South Africa Introduces Significant Tariffs on Chinese Steel

South Africa Imposes High Tariffs on Chinese Steel

On Friday, South Africa’s International Trade Administration Commission (ITAC) declared it would enforce substantial tariffs on imported steel from China, following an investigation that revealed product dumping.

Specifically, the tariff rate on structural steel from China will now be set at 74.98%, which is a significant increase from the previous 52.81% imposed in 2024 after similar dumping practices were uncovered.

ITAC’s investigation also indicated that Thailand was involved in dumping steel during both 2024 and 2026, leading to tariffs of 9.12% and 20.32% being applied, respectively.

This decision has received approval from South Africa’s Minister of Trade, Industry and Competition, Parkes Tau, and these new tariffs are expected to remain in place for up to five years.

The South African steel industry has struggled in recent years, citing the influx of inexpensive steel from China as a primary challenge to its viability.

According to ITAC, around 29,000 tonnes of structural steel are anticipated to enter the South African market in 2023-2024, with roughly 65% originating from China. The agency noted that Chinese subsidies have artificially lowered steel prices, making them, notably, about 20% cheaper than those produced domestically.

As steel imports rise, local manufacturers like ArcelorMittal South Africa (Amsa) have seen profits decrease, resulting in factory closures and job losses.

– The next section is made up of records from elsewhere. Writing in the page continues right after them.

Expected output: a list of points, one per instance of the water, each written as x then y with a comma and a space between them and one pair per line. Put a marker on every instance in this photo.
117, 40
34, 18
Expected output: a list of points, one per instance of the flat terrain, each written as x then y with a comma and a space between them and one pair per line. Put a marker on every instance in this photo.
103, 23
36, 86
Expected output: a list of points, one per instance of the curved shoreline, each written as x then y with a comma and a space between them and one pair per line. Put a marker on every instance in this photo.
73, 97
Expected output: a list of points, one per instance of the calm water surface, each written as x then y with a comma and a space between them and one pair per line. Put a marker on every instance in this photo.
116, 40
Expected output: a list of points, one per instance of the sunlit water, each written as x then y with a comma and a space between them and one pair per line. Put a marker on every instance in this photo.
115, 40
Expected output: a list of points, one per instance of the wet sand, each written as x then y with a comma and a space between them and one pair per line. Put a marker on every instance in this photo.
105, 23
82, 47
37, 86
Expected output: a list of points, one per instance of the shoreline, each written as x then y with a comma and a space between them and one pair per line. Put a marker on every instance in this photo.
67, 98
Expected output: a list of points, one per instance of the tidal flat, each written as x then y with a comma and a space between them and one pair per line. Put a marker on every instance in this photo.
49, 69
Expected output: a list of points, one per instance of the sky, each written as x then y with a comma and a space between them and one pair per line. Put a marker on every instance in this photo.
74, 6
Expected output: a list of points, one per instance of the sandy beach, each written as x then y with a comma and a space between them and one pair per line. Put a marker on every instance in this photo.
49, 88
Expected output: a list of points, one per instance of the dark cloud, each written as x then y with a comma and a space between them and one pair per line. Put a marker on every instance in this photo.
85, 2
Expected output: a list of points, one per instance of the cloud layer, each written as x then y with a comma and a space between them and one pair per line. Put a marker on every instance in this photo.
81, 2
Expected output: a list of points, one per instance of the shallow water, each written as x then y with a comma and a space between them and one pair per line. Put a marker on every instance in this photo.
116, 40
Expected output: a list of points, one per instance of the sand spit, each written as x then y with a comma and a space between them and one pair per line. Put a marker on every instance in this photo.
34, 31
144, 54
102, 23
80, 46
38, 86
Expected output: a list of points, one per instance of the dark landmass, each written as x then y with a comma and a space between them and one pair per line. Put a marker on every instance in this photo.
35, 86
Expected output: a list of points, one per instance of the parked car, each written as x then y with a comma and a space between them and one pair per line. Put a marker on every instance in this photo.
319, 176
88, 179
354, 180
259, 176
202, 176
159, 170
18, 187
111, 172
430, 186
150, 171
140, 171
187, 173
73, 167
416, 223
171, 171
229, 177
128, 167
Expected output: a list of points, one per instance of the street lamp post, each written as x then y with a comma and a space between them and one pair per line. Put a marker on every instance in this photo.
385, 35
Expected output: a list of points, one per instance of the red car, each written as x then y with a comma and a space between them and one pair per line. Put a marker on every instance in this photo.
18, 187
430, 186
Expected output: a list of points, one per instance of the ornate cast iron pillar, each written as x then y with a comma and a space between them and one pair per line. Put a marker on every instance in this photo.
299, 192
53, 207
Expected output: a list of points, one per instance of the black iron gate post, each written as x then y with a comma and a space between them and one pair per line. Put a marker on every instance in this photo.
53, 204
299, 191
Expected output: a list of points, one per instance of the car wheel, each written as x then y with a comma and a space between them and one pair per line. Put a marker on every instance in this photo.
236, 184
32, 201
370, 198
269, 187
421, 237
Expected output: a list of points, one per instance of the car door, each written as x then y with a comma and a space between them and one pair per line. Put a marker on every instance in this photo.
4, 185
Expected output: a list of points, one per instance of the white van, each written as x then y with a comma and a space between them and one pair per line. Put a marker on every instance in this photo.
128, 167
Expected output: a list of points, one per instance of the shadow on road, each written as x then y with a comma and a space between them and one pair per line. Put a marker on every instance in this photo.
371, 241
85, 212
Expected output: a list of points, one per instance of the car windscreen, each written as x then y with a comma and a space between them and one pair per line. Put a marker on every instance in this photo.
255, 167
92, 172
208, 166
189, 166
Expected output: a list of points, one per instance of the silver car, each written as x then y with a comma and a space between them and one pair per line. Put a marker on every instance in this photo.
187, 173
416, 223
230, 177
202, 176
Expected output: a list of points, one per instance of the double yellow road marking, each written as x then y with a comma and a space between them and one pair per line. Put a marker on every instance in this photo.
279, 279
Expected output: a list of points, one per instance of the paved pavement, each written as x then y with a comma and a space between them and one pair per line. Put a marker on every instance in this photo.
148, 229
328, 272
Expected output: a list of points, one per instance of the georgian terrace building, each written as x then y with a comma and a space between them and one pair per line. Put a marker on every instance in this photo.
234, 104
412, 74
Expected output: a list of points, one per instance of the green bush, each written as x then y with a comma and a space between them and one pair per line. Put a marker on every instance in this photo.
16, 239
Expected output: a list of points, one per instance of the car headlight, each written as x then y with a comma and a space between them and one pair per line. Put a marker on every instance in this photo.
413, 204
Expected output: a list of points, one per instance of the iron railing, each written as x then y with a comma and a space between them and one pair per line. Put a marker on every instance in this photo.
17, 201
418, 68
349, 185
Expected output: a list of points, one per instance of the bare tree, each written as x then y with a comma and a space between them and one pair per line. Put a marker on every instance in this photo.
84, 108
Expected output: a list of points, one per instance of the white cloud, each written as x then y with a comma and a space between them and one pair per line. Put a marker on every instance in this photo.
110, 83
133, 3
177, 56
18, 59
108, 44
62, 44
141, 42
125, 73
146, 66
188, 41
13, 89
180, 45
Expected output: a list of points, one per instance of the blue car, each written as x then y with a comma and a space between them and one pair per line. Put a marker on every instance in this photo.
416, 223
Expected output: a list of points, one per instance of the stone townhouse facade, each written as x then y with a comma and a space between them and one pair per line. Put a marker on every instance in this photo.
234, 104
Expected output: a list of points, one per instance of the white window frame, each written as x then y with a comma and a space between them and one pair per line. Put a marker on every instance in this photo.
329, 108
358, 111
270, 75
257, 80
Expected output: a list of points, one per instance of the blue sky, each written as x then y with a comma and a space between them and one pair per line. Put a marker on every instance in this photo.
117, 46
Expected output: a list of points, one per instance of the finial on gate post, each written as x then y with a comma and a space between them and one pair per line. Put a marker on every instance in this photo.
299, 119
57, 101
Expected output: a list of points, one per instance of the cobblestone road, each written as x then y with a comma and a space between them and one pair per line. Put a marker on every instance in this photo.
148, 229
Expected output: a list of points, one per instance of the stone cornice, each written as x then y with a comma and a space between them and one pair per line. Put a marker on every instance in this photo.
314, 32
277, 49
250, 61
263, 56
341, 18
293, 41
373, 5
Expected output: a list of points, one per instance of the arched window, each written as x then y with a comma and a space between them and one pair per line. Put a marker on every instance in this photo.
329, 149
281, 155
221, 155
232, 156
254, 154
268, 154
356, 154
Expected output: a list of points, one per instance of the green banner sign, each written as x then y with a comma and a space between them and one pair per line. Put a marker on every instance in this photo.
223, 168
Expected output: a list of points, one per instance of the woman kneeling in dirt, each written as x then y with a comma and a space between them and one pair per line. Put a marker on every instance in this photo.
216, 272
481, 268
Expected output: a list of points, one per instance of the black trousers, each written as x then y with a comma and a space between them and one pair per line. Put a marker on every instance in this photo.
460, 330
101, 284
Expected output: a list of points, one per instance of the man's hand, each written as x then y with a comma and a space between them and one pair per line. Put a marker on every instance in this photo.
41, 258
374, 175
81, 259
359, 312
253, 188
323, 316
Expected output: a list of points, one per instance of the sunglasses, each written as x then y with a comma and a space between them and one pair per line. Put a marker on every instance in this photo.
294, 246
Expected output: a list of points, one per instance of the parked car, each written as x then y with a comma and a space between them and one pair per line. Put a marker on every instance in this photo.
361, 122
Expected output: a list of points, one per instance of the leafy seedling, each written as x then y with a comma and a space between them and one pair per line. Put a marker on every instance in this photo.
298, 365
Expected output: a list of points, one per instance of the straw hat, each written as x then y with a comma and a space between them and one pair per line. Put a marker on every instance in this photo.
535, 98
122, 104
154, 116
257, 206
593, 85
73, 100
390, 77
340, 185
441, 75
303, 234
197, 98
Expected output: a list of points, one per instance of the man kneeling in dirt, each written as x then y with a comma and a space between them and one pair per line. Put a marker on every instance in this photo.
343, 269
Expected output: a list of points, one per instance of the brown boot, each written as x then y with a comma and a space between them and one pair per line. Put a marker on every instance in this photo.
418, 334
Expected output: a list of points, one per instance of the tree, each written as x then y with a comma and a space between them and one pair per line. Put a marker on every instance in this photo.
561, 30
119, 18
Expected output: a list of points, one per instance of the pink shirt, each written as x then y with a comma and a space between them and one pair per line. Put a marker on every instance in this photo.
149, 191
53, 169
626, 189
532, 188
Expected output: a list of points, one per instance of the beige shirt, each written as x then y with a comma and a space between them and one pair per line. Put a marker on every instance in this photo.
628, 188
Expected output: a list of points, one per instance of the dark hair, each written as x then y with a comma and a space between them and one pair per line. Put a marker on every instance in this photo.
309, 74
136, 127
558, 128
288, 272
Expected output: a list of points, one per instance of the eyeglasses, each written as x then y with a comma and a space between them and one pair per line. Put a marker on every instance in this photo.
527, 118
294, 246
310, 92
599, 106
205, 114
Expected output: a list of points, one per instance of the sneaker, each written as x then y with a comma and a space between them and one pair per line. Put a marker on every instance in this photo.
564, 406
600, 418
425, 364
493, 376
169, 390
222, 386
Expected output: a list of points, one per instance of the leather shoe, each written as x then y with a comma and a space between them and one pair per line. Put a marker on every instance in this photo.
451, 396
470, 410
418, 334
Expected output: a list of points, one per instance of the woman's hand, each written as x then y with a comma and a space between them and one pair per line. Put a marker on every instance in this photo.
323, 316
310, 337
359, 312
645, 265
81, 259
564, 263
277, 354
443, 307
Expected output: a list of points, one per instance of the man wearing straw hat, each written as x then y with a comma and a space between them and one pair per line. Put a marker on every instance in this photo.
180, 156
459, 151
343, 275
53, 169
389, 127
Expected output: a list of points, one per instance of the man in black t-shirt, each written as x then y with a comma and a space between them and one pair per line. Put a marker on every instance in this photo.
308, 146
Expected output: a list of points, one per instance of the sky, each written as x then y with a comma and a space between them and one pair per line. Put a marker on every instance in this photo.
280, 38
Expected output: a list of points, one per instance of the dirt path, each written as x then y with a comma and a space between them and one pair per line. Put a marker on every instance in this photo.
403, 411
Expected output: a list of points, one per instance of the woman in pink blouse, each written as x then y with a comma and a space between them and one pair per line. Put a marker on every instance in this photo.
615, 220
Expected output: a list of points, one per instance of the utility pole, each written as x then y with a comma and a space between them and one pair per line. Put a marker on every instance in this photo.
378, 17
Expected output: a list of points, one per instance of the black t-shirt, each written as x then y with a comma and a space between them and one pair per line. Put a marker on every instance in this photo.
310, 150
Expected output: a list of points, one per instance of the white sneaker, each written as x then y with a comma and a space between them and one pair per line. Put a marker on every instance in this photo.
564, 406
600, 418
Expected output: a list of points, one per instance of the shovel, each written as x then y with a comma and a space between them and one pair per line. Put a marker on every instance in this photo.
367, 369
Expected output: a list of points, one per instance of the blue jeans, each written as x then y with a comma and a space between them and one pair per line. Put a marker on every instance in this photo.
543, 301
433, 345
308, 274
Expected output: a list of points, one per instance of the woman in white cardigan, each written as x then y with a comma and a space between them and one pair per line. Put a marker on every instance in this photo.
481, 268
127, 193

Amsa has been a key supplier of steel to the railway sectors in South Africa and surrounding countries within the South African Customs Union (SACU).

ITAC concluded that the surge of low-priced imports was a tactical maneuver aimed at undermining South African producers, which prompted the tariff decisions as a protective measure. Alongside structural steel, higher tariffs have also been imposed on other metal imports from China, Japan, and Taiwan.

Analysts believe that these new tariffs might help local manufacturers regain their market share, stabilize pricing, and invest in sustaining production and jobs. A report from Business Insider Africa stated that this intervention could allow domestic companies a fairer competitive ground while preserving the longevity of steel utilized in construction projects.

The ITAC’s actions are also influenced by wider international scrutiny. Previously, the U.S. criticized South Africa’s steel exports under the Trade Remedies Framework, pointing out complexities in the global steel market.

As of now, the Chinese government has yet to respond to this decision by ITAC.

The issue of steel dumping is particularly sensitive since both South Africa and China are members of the BRICS economic group, which aims to balance power against Western coalitions like the G7. Iran, which joined in 2024, has also seen significant outcomes from its membership.

South African officials have voiced concerns that their economies are not only threatened by product dumping but also by “illicit trade,” which spans various illegal items, including unbranded cigarettes and counterfeit drugs. The black market is reportedly growing at a pace faster than the formal economy, affecting tax revenue severely.

In January, British American Tobacco South Africa (BATSA) announced its plans to close its last factory and cease domestic production by the end of 2026, largely because of the illegal tobacco trade. Company representatives mentioned that around 75% of the domestic market is currently controlled by illegal operators.